Judge McAfee decided last month that Willis is permitted to stay on a controversial Trump election interference case after Trump co-defendant Michael Roman claimed Willis’ affair with special prosecutor Nathan Wade was a clear conflict of interest, which financially benefited Willis.

“It’s hard out here always having to prove yourself two and three times,” Willis said on Friday, at the South Fulton Women of the Shield Awards. “Recently they tell me they don’t like me to talk about race. Well, I’m gonna talk about it anyway.

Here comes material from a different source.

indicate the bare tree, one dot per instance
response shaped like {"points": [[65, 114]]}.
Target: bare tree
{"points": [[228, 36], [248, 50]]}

Truth is, there is [sic] some challenges to being black.”

Though Willis was allowed to stay on the Trump case if Wade resigned, which he did, McAfee scolded Willis for acting with a “tremendous lapse in judgment,” suggested she lied on the stand, and said he did find an appearance of “impropriety.”

The judge also rebuked Willis for the public racially-charged speech she gave in January, which seemed to target those who brought the apparent conflict of interest to light. 

“They only attacked one,” Willis said at the church. “First thing they say, ‘Oh, she’s gonna play the race card now.’ But no God, isn’t it them that’s playing the race card when they only question one. Isn’t it them playing the race card when they constantly think I need someone from some other jurisdiction in some other state to tell me how to do a job I’ve been doing almost 30 years.” 

McAfee wrote that the speech was “legally improper.”

“In these public and televised comments, the District Attorney complained that a Fulton County Commissioner ‘and so many others’ questioned her decision to hire SADA Wade,” he wrote. “When referring to her detractors throughout the speech, she frequently utilized the plural ‘they.’ The State argues the speech was not aimed at any of the Defendants in this case. Maybe so. But maybe not. Therein lies the danger of public comment by a prosecuting attorney.”

“More at issue, instead of attributing the criticism to a criminal accused’s general aversion to being convicted and facing a prison sentence, the District Attorney ascribed the effort as motivated by ‘playing the race card,'” McAfee continued. “She went on to frequently refer to SADA Wade as the ‘black man’ while her other unchallenged SADAs were labeled ‘one white woman’ and ‘one white man.’ The effect of this speech was to cast racial aspersions at an indicted Defendant’s decision to file this pretrial motion.”